On the basis of a set of discs 12 made of sheet material, for example galvanized steel, brass or plastic. The number of disks in the set depends on the distance between the droplet former and the soil aggregate 14, affecting the speed (impact force of the droplet), as well as the required degree of grouping of the discarded particles. The disks are made of different diameters with equal pitch (from 50 mm) and are located on top of each other with a decrease in diameter from the base towards the dropper. The size of the lower disk should exceed the expected area of dispersion of soil particles. The lower disk, which has the largest diameter, is additionally provided with a rim around the circumference. There is also no hole in the lower disc for draining water. Thus, structurally, the lower disk is designed to collect water and protect the base of the device from contamination. A set of disks is placed under the dropper coaxially with it, that is, the centers of all disks lie on the same vertical axis passing through the droplet former. All disks have a complex central part, through which their (disks) are mutually fixed to each other. The central part of each disk is made with a truncated-conical protrusion with a recess in the center, equipped with an opening for draining water. The conical shape of the protrusions provides a reliable placement of the disks on top of each other (stringing), as well as fixing, eliminating their displacement relative to each other. The shape of the recess in the upper disk allows the holder 13 to be placed in it with a soil sample (unit).

The inventive device operates as follows.

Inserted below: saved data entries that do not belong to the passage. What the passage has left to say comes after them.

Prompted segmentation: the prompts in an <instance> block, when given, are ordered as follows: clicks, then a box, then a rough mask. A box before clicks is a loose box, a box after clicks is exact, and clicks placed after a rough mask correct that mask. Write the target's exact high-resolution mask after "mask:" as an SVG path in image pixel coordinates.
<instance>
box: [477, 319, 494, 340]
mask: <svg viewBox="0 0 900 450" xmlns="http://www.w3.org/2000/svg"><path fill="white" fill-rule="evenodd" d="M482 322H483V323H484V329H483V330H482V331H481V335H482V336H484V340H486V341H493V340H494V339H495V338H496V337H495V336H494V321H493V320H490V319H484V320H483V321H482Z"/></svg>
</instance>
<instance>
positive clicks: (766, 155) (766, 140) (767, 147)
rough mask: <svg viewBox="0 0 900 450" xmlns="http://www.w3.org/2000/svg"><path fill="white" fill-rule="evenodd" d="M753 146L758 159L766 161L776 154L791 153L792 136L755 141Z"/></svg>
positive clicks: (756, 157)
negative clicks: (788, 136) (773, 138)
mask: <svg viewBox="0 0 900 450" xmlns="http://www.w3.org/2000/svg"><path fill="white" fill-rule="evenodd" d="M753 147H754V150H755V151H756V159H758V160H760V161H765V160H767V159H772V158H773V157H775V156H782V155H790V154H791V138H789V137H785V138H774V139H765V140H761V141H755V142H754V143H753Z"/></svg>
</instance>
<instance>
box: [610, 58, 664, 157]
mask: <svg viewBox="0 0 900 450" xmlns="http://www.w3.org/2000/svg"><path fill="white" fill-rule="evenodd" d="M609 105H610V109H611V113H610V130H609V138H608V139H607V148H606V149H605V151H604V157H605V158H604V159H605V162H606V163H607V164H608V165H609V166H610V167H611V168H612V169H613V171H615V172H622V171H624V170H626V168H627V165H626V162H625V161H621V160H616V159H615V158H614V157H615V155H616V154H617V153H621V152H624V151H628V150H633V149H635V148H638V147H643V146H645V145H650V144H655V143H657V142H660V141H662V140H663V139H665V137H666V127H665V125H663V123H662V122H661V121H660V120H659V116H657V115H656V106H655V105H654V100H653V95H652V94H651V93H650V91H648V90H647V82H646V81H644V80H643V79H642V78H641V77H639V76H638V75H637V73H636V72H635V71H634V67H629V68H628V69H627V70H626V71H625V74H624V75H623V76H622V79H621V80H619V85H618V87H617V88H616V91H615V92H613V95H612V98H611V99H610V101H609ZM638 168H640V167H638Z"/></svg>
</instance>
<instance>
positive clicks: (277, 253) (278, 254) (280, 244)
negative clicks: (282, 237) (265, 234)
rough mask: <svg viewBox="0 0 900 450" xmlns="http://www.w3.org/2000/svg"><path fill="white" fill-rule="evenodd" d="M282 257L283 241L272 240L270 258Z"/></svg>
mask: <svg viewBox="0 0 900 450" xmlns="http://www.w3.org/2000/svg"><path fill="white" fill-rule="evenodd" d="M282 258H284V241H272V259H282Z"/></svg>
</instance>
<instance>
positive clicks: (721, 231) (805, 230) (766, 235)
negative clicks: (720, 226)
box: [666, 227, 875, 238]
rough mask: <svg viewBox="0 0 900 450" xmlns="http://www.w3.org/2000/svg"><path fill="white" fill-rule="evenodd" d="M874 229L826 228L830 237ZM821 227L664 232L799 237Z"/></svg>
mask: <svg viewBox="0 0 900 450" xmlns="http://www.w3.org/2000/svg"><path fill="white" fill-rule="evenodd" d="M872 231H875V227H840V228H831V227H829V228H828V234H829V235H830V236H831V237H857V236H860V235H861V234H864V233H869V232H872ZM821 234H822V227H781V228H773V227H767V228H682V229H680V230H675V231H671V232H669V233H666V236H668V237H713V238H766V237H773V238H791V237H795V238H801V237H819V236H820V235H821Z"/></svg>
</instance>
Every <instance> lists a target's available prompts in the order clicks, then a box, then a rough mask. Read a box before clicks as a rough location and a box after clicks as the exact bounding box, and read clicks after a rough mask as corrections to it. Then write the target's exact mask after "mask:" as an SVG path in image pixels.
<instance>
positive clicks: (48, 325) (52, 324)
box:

Previously, when conducting measurement experiments, the device is prepared for work by conducting tincture. Select the required number of disks and place them in the form of a set on the base under the dropper, centering the disks relative to the droplet former. A holder with a soil sample (aggregate) is placed in the recess of the upper disk. By adjusting the racks of the telescopic support, the height of the dropper is set relative to the studied soil sample. The burette is filled with water, the tap of the burette is opened to start the study. Water from the burette through the droplet drops to the soil aggregate. Falling drops of water knock out particles from the soil aggregate, which, scattering in different directions and settling on the disks, will be grouped on the disks according to the dispersion range. After falling the required number of drops, the burette tap is closed and the results obtained are analyzed. So, after disassembling the disks, you can install:

1. Range of dispersion of soil particles;

2. Accuracy of dispersion of soil particles;

3. The weight distribution of particles over a range.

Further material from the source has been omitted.